Selecting Spheres of Influence

Photo by Linus Nylund on Unsplash

 

I am very quick to sort information.  I try not to bias it from the source.  What is interesting becomes useful when you know what to look for and how to apply it across contexts.  The process in which one moves, or, more specifically, learns to move has been my focus for the last several years.  Big picture, it has shifted from performance to rehab to expression to interaction.  Most of the time the interaction has been between my own brain and my body.  As of late, however, it is my conversations with two people — Nicole Uno and Adrian Barr — that has made my expansion of understanding and relation so exponential it often feels exhilarating.

I don’t pay much attention to others.  It is too wonderful inside my head.  The ones I do hone in on, notably singular clients and groups of students, I almost try to mind meld with them; embodying their body and noticing leaks that I might make them aware of (along with how they can be shored up).  Rarely does it occur that someone can pique my interest from afar and keep it there.  My own thoughts are too accessible.  But with these two, I recognized they had something that I didn’t — a larger frame of reference in which they pulled their principles from.

Adarian is a track guy.  He is all about speed and getting faster and breaking down who won the race and why.   He hones in on how outliers are changing the game and making gains.  He openly challenges traditional protocols and wonders why the top sprinting times haven’t changed much over the past few decades.   Though running is a main focus, he can also tell you how Zion set things up to blow past his defender or why an eight year olds arms are the key to his locomotion issues.
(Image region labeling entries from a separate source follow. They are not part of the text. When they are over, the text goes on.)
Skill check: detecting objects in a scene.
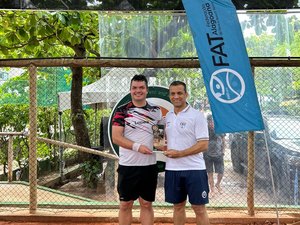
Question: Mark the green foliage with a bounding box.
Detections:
[82,158,103,188]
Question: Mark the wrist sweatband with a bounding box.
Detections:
[132,142,141,152]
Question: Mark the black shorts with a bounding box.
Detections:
[117,164,158,202]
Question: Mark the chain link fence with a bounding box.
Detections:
[0,60,300,218]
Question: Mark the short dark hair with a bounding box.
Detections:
[169,80,186,93]
[130,74,148,88]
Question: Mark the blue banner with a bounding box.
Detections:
[183,0,264,133]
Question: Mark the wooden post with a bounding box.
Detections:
[7,135,14,182]
[247,131,255,216]
[28,64,37,213]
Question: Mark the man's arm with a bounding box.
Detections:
[112,126,152,154]
[164,140,208,158]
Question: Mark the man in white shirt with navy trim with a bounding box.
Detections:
[164,81,209,225]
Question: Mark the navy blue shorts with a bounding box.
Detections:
[117,164,158,202]
[165,170,209,205]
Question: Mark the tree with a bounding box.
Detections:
[0,11,99,147]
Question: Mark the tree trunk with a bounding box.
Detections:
[71,67,91,148]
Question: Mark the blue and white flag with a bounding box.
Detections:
[183,0,264,133]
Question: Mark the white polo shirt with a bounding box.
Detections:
[166,105,209,171]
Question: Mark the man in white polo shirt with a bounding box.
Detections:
[112,74,162,225]
[164,81,209,225]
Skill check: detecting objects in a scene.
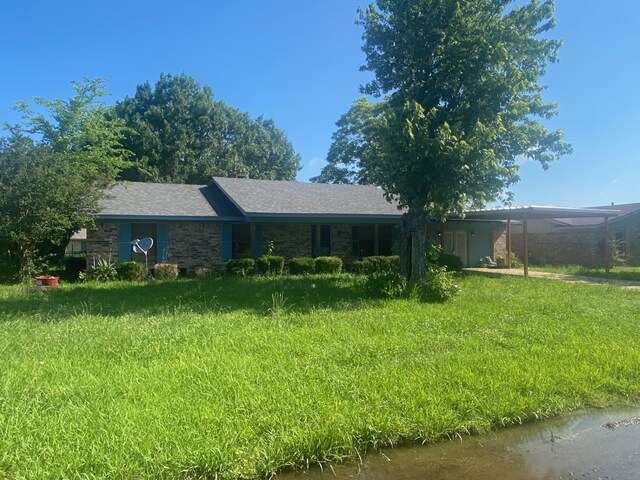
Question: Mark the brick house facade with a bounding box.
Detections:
[87,179,506,271]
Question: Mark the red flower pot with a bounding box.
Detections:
[36,275,58,287]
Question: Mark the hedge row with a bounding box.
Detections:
[226,255,342,277]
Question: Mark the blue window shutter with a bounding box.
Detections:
[351,225,360,260]
[253,224,264,258]
[118,223,131,262]
[220,223,231,262]
[391,225,400,255]
[156,223,169,262]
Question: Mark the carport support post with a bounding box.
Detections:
[604,217,609,275]
[507,218,511,268]
[522,218,529,277]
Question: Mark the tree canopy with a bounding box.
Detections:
[318,0,571,278]
[0,79,127,280]
[112,74,300,183]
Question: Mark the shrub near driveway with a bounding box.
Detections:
[0,275,640,479]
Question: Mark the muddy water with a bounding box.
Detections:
[277,409,640,480]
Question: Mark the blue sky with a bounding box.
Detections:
[0,0,640,206]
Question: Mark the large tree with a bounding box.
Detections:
[112,74,300,183]
[0,79,127,280]
[316,0,571,280]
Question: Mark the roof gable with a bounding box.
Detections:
[98,182,242,218]
[213,177,402,217]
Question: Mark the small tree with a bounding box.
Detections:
[0,79,126,281]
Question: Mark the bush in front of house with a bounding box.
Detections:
[349,260,366,275]
[413,266,459,303]
[364,272,407,298]
[289,257,316,275]
[64,257,87,280]
[256,255,284,277]
[226,258,256,277]
[153,263,180,280]
[314,257,342,274]
[195,267,212,278]
[116,262,147,282]
[436,253,463,272]
[362,255,400,275]
[80,258,118,282]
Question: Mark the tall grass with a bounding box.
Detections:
[531,265,640,282]
[0,276,640,479]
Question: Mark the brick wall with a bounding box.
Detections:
[511,229,604,267]
[87,222,118,267]
[262,223,352,263]
[262,223,311,261]
[331,224,353,263]
[168,222,224,271]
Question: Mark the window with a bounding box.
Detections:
[129,223,158,265]
[311,225,331,257]
[351,225,394,258]
[231,223,252,258]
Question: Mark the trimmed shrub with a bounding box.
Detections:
[195,267,211,278]
[116,262,147,282]
[256,255,284,277]
[227,258,256,277]
[364,272,407,298]
[414,267,459,303]
[350,260,367,275]
[80,258,118,282]
[315,257,342,273]
[153,263,180,280]
[64,257,87,280]
[289,257,316,275]
[362,255,400,275]
[437,253,462,272]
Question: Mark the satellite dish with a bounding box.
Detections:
[131,237,153,255]
[130,237,153,270]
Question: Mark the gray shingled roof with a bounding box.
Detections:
[566,203,640,227]
[213,177,402,217]
[98,182,241,218]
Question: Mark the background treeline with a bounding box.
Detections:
[0,74,300,282]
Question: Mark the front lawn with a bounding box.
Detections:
[531,265,640,282]
[0,275,640,479]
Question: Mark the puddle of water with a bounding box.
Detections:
[277,409,640,480]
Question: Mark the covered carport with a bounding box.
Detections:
[465,206,620,277]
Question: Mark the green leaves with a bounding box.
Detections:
[111,74,300,183]
[316,0,571,216]
[0,79,128,280]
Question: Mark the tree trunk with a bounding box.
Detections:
[400,212,429,282]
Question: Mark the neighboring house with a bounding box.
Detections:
[87,178,506,270]
[511,203,640,267]
[64,228,87,255]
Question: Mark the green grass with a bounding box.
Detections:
[0,276,640,479]
[531,265,640,282]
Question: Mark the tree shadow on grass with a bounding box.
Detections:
[0,275,380,321]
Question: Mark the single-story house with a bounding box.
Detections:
[511,203,640,268]
[87,177,506,270]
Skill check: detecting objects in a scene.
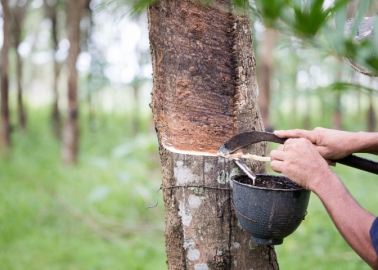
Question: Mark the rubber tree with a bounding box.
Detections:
[62,0,88,164]
[0,0,11,149]
[257,28,278,130]
[44,0,62,138]
[148,0,278,270]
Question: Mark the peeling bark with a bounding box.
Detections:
[148,0,278,270]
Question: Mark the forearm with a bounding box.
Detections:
[349,132,378,155]
[314,173,378,269]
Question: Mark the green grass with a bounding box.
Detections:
[0,110,378,270]
[0,108,166,270]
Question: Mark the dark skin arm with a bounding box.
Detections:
[270,132,378,269]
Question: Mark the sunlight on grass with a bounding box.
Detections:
[0,108,166,270]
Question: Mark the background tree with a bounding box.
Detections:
[10,0,28,130]
[62,0,89,163]
[0,0,11,148]
[44,0,62,138]
[257,28,278,131]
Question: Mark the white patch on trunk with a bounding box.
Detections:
[173,160,200,185]
[194,263,209,270]
[217,170,229,184]
[182,241,196,249]
[188,195,201,208]
[234,242,240,249]
[188,249,201,261]
[179,203,192,226]
[204,162,213,173]
[163,144,218,157]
Then there is what he can do.  At 55, he can likely beat anyone reading this in a race, wearing crocs.  He engineers shoes and patents and insoles and training equipment, turning ideas into tangible products.  The ability to take a concept from its infancy all the way to an object you can actually put in someone’s hand is obscenely impressive.  (Even fathoming all the steps and skills necessary to do such a thing is a challenge for me.)
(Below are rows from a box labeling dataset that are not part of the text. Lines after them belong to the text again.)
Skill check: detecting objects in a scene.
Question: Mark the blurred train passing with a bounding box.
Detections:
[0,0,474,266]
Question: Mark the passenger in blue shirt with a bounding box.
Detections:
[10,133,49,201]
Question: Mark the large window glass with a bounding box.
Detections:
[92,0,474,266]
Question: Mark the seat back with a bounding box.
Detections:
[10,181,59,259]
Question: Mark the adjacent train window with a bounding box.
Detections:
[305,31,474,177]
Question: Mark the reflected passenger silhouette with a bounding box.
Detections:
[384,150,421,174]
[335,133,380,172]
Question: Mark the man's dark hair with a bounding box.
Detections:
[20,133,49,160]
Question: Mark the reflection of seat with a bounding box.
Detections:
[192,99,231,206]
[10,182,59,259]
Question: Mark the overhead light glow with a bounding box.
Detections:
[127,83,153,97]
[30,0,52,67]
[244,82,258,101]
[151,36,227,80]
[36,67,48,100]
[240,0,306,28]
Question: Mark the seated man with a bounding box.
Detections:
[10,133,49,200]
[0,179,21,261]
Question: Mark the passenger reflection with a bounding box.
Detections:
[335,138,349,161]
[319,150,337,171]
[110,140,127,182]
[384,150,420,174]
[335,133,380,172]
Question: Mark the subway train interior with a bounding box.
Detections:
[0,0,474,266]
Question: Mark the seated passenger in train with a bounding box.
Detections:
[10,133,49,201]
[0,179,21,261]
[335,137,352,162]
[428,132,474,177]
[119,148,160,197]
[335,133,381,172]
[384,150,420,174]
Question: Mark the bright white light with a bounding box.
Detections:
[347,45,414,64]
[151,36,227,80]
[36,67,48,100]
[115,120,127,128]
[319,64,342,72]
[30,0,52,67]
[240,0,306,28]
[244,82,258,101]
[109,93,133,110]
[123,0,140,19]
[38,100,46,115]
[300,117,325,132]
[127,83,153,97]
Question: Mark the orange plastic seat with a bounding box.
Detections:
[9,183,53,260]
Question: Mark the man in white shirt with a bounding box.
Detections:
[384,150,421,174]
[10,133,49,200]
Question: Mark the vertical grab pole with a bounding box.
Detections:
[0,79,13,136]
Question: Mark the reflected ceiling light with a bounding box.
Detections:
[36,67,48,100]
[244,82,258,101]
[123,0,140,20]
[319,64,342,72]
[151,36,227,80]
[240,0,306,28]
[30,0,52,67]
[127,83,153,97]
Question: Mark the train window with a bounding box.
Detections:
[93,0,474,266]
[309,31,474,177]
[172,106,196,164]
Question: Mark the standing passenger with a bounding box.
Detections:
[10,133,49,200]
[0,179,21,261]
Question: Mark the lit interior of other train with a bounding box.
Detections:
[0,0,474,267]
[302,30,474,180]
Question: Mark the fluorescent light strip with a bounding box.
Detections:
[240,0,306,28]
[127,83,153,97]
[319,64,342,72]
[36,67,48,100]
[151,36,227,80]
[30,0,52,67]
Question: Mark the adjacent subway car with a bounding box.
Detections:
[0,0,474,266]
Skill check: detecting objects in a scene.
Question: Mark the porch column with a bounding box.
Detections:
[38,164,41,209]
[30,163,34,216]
Nicole is a studier of life.  She is a philosopher and ponderer and is constantly observing the world around her.  It was she who imparted upon me the importance of studying yourself at rest.  Her perception of the world at such a macro level helps her find the most essentially influential; the simple (and often neglected) patterns of rest, breathing, and gait are reflections of state and organizational properties.  They brilliantly dictate truth and order in the least chaotic condition of being.

 

If Adarian Barr has the code, Nicole Uno has the operating system.

 

Looking at their public body of work, they appear as opposites.  He encouraging falling and she, currently, as a climber, examines suspension.  The ground vs. a wall.  He compresses, she extends.  He can post on instagram ten times a day and she MAY eek one out every couple of months.  Even their websites are contradictory — his flooded with informational options at every nook of space, and hers simple, refined, and free of distraction.  Their styles present as pokes and prods vs. serene patience to properly display an elegance, but, in reality, they harbor a similar brilliance looking to find its way out.
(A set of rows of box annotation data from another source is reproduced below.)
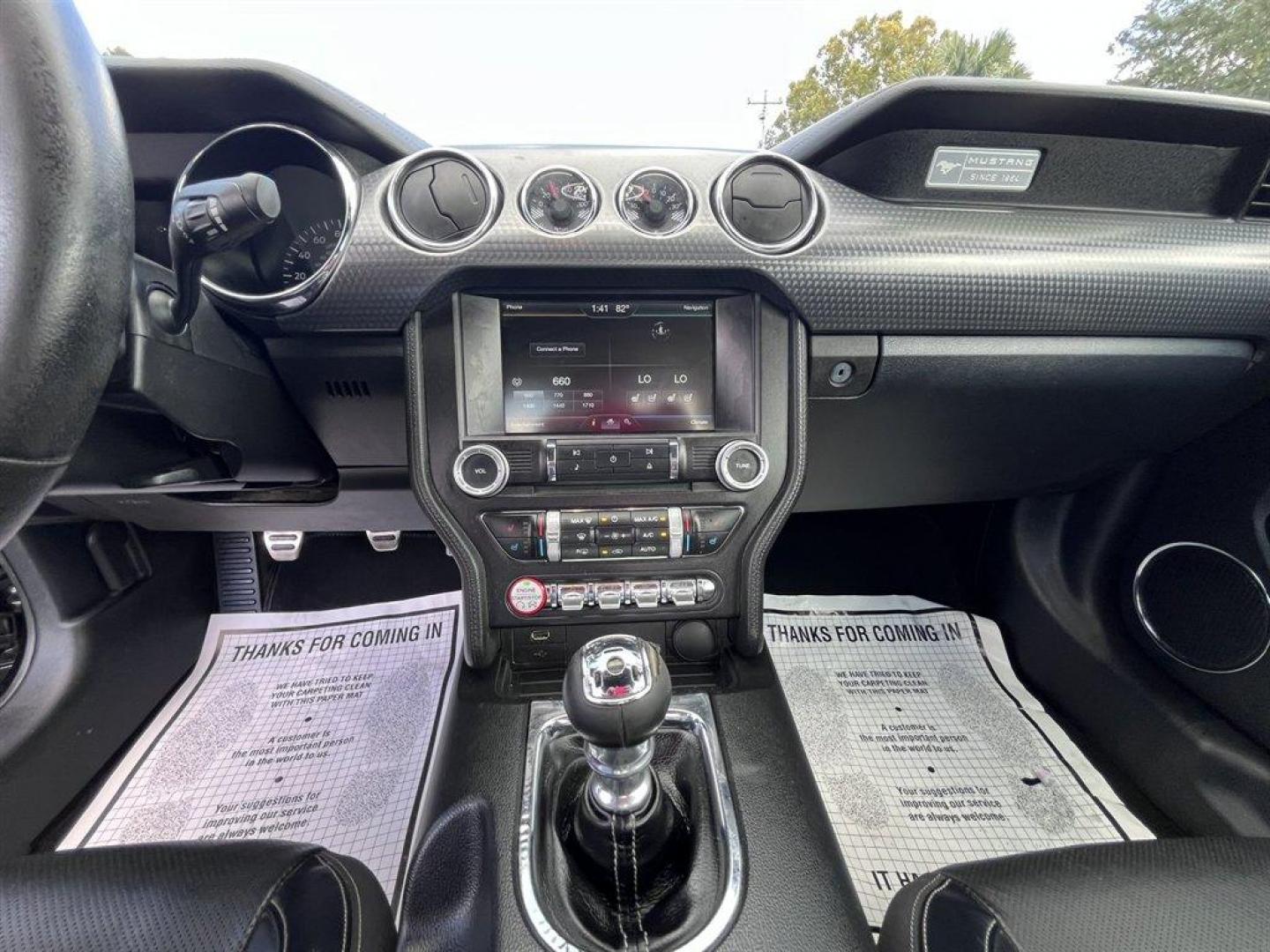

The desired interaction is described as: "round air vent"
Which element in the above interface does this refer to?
[1132,542,1270,674]
[713,155,819,254]
[389,148,499,251]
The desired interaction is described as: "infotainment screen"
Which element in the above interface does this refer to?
[499,300,715,434]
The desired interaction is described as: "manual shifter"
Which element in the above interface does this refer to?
[564,635,670,816]
[519,635,742,952]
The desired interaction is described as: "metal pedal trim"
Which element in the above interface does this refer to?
[260,532,305,562]
[366,529,401,552]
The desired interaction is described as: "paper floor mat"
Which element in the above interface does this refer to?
[58,591,462,905]
[763,595,1152,929]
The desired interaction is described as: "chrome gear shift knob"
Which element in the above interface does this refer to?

When the thoughts in your head are ten steps past where everyone else resides it can be hard to relate and communicate.  Uno’s keen sense of finding what’s notable amongst the masses is what led me to Barr in the first place.  I’m terrible at looking through the ether of elsewhere.  BUT, when something gets pointed at as interesting, I am willing to take a snapshot feel over the course of a few weeks.  If I learn immediately or sense the presentation has an intriguing novelty to it, I will give it the time to deliver the consistency to pull me in.

Other than having excellent conversations with these two (that run the gamut and aren’t just ‘shop talk’) that steer me into a personal investigation, what really stands out is that when I bank a concept they mention that I can’t quite place or follow at the moment, I almost always find myself eventually crashing into it.  Months later, as I do my own thing, I will recognize, Oh! THAT’s what they were talking about.  They offer points to immediately consider and experiment with AND navigational constructs to revolve around when I’m ready.

Offering insights that last and linger amongst all of the internal and curious traipsing I do is incredibly special and valuable.  Once I find what they speak of in my own terms I am able to transfer it to others.  My own fortuitous streams of context eventually meet up (if not catch up) with them, and everyone we are able to connect with sharpens.  Being heard, understood, and challenged into clarity is what relationships are for, and to be able to sit between these two makes me the most appreciative conduit — a role I hope is as beneficial to them as it is to me.